Alors voilà un petit tour d’horizon de ce que j’ai pu observer jusqu’à présent. Avec le temps j’aurai peut-être (on y croit !), d’autres découvertes à partager avec vous ! J’espère goûter à des saveurs plus variées. Mais, j’ai récemment appris que la spécialité de Naples était les babas au rhum. C’est cool ça, et pas que parce qu’il y a du rhum ! C’est bien la preuve que le pays est vaste et qu’il y a beaucoup à connaître. En attendant, je reste avec mes sablés et mes pains au chocolat (BIM !) secs, en attendant une révélation… ou juste de rentrer en France pour les fêtes et de prendre 5 kilos en me gavant de viennoiseries ! Quand je dis ça je m’entends parler la bouche pleine… je ne m’arrêterai donc jamais de parler !? Là je vous le garantis : Nico lève les yeux au ciel et c’est une prière qu’il fait !

 

3 Commentaires

  • Emm

    27 novembre 2017 at 21 h 13 min

    Salut!
    Je te conseille de gouter la pâtisserie piedmontaise: en particulier les bignole que tu vois ici en bas, avec le chantilly et les fruits, et les « funghetti » au chocolat, qui ne sont pas dans la photo.
    http://www.parks.it/parchi.po.collina/foto/Pasticcini-800.jpg
    Le concept: des petits gateaux, mais vraiment petits, peu d’ingrédients, simplicité, matières premières de grande qualité, extrème fraicheur – désolée pour les accents etc, j’écrit avec un clavier italien et je suis italienne ;). Dedans on trouve un gout à la fois. C’est un peu le « sushi » de la viennoiserie, tout frais et tout simple, qu’on mange d’une seule bouchée. Souvent c’est pour le repas du dimanche en famille. Evidemment, pour les gouter au mieux, il faut aussi choisir le bon adresse.
    Le Piedmont, pour son histoire, est culturellement pas si loin de la France, donc peut-etre que ce n’est pas si différent. Mais c’est justement cette sensation de fraicheur qui me fait adorer ce genre de pasticcini. En général, je n’apprecie pas trop tout ce qui contient beaucoup de ingrédients, de couleurs, de trucs.

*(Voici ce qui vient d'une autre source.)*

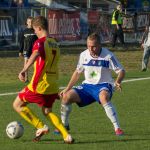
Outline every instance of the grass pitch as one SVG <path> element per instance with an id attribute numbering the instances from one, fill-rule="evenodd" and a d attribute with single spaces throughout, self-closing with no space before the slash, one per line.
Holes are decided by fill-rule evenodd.
<path id="1" fill-rule="evenodd" d="M 142 51 L 115 52 L 126 69 L 126 79 L 150 76 L 150 71 L 141 72 Z M 60 62 L 60 86 L 70 79 L 78 54 L 63 54 Z M 0 94 L 17 92 L 25 85 L 17 79 L 23 66 L 19 58 L 0 58 Z M 32 68 L 30 70 L 32 74 Z M 115 77 L 115 75 L 114 75 Z M 115 92 L 112 102 L 115 105 L 124 136 L 114 134 L 112 124 L 101 105 L 94 103 L 84 108 L 73 104 L 70 116 L 71 134 L 75 143 L 63 143 L 61 135 L 54 135 L 54 127 L 42 115 L 40 108 L 29 107 L 49 125 L 50 133 L 43 136 L 41 142 L 33 143 L 35 129 L 28 125 L 12 108 L 14 95 L 0 96 L 0 147 L 2 150 L 149 150 L 150 149 L 150 80 L 140 80 L 122 84 L 123 91 Z M 60 101 L 54 104 L 53 112 L 60 116 Z M 20 121 L 25 129 L 20 139 L 11 140 L 5 133 L 6 125 L 11 121 Z"/>

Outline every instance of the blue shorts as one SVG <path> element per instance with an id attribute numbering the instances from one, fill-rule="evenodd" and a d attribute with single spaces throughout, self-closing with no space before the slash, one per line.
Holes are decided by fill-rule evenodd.
<path id="1" fill-rule="evenodd" d="M 106 90 L 109 92 L 110 99 L 112 97 L 112 92 L 113 92 L 112 85 L 109 83 L 102 83 L 98 85 L 81 84 L 80 86 L 77 86 L 73 89 L 77 92 L 77 94 L 79 95 L 81 99 L 81 103 L 77 103 L 78 106 L 80 107 L 84 107 L 95 101 L 97 101 L 98 103 L 101 103 L 99 100 L 99 93 L 102 90 Z"/>

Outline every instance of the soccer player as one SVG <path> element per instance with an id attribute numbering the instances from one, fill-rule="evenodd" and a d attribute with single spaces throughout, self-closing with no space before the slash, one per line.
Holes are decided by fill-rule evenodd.
<path id="1" fill-rule="evenodd" d="M 111 71 L 117 75 L 114 81 Z M 85 80 L 80 86 L 73 87 L 81 73 L 84 72 Z M 79 107 L 87 106 L 93 102 L 101 104 L 107 117 L 113 124 L 116 135 L 123 135 L 117 114 L 111 102 L 114 88 L 121 90 L 121 81 L 125 76 L 125 70 L 107 48 L 101 47 L 100 37 L 93 33 L 87 38 L 87 49 L 80 54 L 77 68 L 75 69 L 67 87 L 60 92 L 62 97 L 61 119 L 69 130 L 69 114 L 71 104 L 76 103 Z"/>
<path id="2" fill-rule="evenodd" d="M 49 128 L 27 106 L 28 103 L 38 104 L 44 115 L 52 121 L 54 126 L 62 133 L 65 143 L 72 143 L 73 139 L 58 117 L 52 112 L 52 105 L 58 97 L 58 61 L 59 47 L 55 39 L 48 37 L 48 22 L 45 17 L 38 16 L 33 19 L 33 28 L 38 37 L 35 41 L 32 54 L 19 73 L 19 79 L 25 81 L 25 72 L 34 63 L 34 73 L 31 82 L 18 94 L 14 100 L 14 109 L 37 131 L 34 141 L 47 134 Z"/>
<path id="3" fill-rule="evenodd" d="M 32 28 L 32 20 L 33 17 L 27 18 L 27 27 L 20 36 L 19 56 L 24 57 L 24 66 L 28 62 L 28 59 L 32 53 L 33 44 L 37 40 L 37 36 L 34 33 L 34 29 Z M 28 72 L 25 73 L 25 82 L 28 82 Z"/>

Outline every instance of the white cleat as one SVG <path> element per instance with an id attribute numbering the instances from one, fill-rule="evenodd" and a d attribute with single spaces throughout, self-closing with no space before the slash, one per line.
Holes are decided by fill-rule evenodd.
<path id="1" fill-rule="evenodd" d="M 64 142 L 67 144 L 72 144 L 74 143 L 74 139 L 71 137 L 70 134 L 68 134 L 67 137 L 64 139 Z"/>
<path id="2" fill-rule="evenodd" d="M 44 125 L 43 128 L 37 129 L 36 133 L 35 133 L 35 138 L 33 139 L 34 142 L 38 142 L 40 141 L 41 137 L 44 134 L 47 134 L 49 132 L 49 128 L 47 125 Z"/>

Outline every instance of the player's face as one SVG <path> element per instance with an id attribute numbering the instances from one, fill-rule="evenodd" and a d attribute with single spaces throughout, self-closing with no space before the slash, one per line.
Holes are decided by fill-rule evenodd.
<path id="1" fill-rule="evenodd" d="M 87 48 L 91 56 L 99 56 L 101 46 L 96 40 L 87 40 Z"/>
<path id="2" fill-rule="evenodd" d="M 31 19 L 27 19 L 27 27 L 28 28 L 32 27 L 32 20 Z"/>
<path id="3" fill-rule="evenodd" d="M 37 35 L 37 37 L 40 37 L 40 27 L 39 26 L 33 26 L 34 32 Z"/>

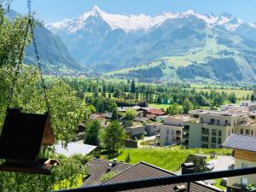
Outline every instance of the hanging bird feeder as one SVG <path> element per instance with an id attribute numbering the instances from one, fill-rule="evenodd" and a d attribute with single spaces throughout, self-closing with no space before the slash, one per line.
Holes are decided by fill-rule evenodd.
<path id="1" fill-rule="evenodd" d="M 0 171 L 49 174 L 58 161 L 39 159 L 39 154 L 43 145 L 54 143 L 48 113 L 23 113 L 20 109 L 8 109 L 0 137 L 0 158 L 5 160 Z"/>
<path id="2" fill-rule="evenodd" d="M 3 127 L 0 137 L 0 159 L 4 162 L 0 164 L 0 171 L 34 174 L 50 174 L 50 170 L 59 162 L 51 159 L 39 159 L 43 145 L 55 143 L 49 111 L 49 105 L 46 94 L 46 86 L 41 69 L 41 62 L 37 49 L 33 32 L 34 19 L 31 11 L 31 0 L 27 0 L 28 21 L 20 49 L 18 64 L 15 66 L 15 78 L 9 96 Z M 17 81 L 20 66 L 23 61 L 23 52 L 29 30 L 32 38 L 38 67 L 40 73 L 44 96 L 47 106 L 44 114 L 24 113 L 19 108 L 9 108 L 14 95 L 14 87 Z"/>

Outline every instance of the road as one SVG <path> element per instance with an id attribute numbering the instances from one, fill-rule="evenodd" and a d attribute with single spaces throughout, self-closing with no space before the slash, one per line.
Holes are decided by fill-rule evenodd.
<path id="1" fill-rule="evenodd" d="M 235 159 L 232 156 L 218 156 L 216 160 L 210 160 L 213 162 L 214 169 L 212 172 L 224 171 L 229 169 L 229 166 L 235 164 Z M 181 169 L 175 172 L 177 175 L 181 174 Z"/>

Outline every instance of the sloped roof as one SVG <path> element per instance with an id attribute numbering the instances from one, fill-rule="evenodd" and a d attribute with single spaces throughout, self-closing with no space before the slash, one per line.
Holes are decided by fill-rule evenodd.
<path id="1" fill-rule="evenodd" d="M 47 113 L 23 113 L 20 109 L 8 109 L 0 137 L 0 158 L 35 161 L 41 145 L 53 143 Z"/>
<path id="2" fill-rule="evenodd" d="M 256 137 L 232 134 L 222 147 L 256 152 Z"/>
<path id="3" fill-rule="evenodd" d="M 140 162 L 130 168 L 126 169 L 125 171 L 117 174 L 116 176 L 108 179 L 107 181 L 103 182 L 102 184 L 110 184 L 110 183 L 122 183 L 122 182 L 129 182 L 129 181 L 135 181 L 135 180 L 142 180 L 147 178 L 154 178 L 154 177 L 163 177 L 168 176 L 174 176 L 175 174 L 170 172 L 166 170 L 161 169 L 160 167 L 152 166 L 150 164 L 145 162 Z M 187 183 L 179 183 L 187 185 Z M 173 187 L 179 184 L 168 184 L 168 185 L 162 185 L 157 187 L 151 187 L 151 188 L 143 188 L 143 189 L 137 189 L 133 190 L 126 190 L 126 191 L 152 191 L 152 192 L 175 192 L 173 190 Z M 212 192 L 212 191 L 222 191 L 213 186 L 204 184 L 202 182 L 196 182 L 191 183 L 190 184 L 190 192 Z"/>
<path id="4" fill-rule="evenodd" d="M 162 109 L 157 109 L 157 108 L 150 108 L 148 110 L 148 112 L 151 114 L 156 114 L 156 115 L 163 115 L 163 114 L 165 114 L 165 111 L 164 110 L 162 110 Z"/>
<path id="5" fill-rule="evenodd" d="M 87 166 L 90 177 L 84 182 L 81 188 L 100 184 L 101 177 L 106 174 L 109 163 L 113 163 L 113 161 L 100 159 L 93 159 L 89 161 Z M 117 162 L 116 166 L 111 168 L 111 172 L 119 173 L 130 166 L 131 166 L 130 164 Z"/>
<path id="6" fill-rule="evenodd" d="M 95 150 L 97 146 L 95 145 L 84 144 L 83 141 L 76 142 L 76 143 L 69 143 L 67 148 L 64 148 L 61 145 L 61 143 L 58 143 L 55 145 L 55 152 L 57 154 L 64 154 L 69 157 L 75 154 L 81 154 L 83 155 L 88 154 L 93 150 Z"/>

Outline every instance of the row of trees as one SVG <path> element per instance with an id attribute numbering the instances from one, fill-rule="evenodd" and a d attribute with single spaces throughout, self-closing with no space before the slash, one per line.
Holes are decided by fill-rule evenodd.
<path id="1" fill-rule="evenodd" d="M 124 128 L 118 120 L 112 121 L 106 128 L 97 119 L 86 124 L 84 143 L 102 146 L 110 154 L 124 145 L 125 138 Z"/>
<path id="2" fill-rule="evenodd" d="M 146 100 L 148 102 L 159 104 L 178 103 L 183 105 L 189 100 L 194 108 L 216 108 L 226 101 L 236 103 L 238 99 L 256 99 L 256 94 L 247 97 L 237 98 L 235 93 L 217 91 L 214 90 L 197 91 L 185 84 L 166 84 L 165 85 L 136 84 L 130 81 L 105 81 L 81 79 L 64 79 L 78 92 L 84 94 L 93 92 L 94 97 L 101 96 L 114 98 L 118 101 L 137 102 Z"/>

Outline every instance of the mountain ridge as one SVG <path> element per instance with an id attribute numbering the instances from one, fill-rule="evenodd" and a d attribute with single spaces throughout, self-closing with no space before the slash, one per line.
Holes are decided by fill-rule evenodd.
<path id="1" fill-rule="evenodd" d="M 129 78 L 150 76 L 150 63 L 155 61 L 160 67 L 154 67 L 157 78 L 165 80 L 207 77 L 214 81 L 256 81 L 255 25 L 227 13 L 127 15 L 94 7 L 77 19 L 46 26 L 63 40 L 74 58 L 104 73 L 117 71 L 119 76 L 123 69 L 131 68 Z M 227 69 L 230 72 L 222 79 L 219 74 Z M 194 74 L 186 76 L 188 70 Z"/>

    C’est un peu comme pour l’assaisonnement avec des tas d’épices, d’herbes, qui sont vendues toutes ensemble. Les herbes de Provences (je les ai trouvées en France)! J’aime mieux mettre le thym sur les viandes blanches et certains poissons, le romarin sur la viande rouge, l’origan sur ceci, le basilic sur cela, et la sauge sur tout un tas d’autres choses. Un mélange tue le gout, qui est très différent.

    C’est peut-etre une des différences entre les deux pays. Ici on a plus l’habitude à une simplicité qui ne coute pas chère, il faut pouvoir reconnaitre les ingrédients en goutant. Parfois cette cuisine peut donner l’idee d’etre moin raffinée, mais c’est simplement une question de philosophie à table. Et c’est pour cela que, meme si j’aime la cuisine française, je croit que quand on cherche un restaurant et on a seulement un petit budget c’est plus facile de bien manger en Italie.

    Bon, je me suis éloignée du sujet. Sinon… beaucoup d’italiens adorent les « cannoli » siciliens et la pastiera et les babà de Naples. Mais il faut les gouter dans ces régions. Sauf que pour le panettone (que j’aime pas du tout d’ailleur!), la Lombardie c’est pas trop réputée pour ce genre de choses (mais j’imagine facilement un lombard lire ça et me contredire, chacun est très jaloux de ses spécialités)

    PS: Pour ce qui concerne le beurre, je ne sais pas si tu l’a remarqué, mais le beurre italien n’est pas terrible. C’est la faute au Parmisan: le beurre ici est souvent un sous-produit de sa fabrication.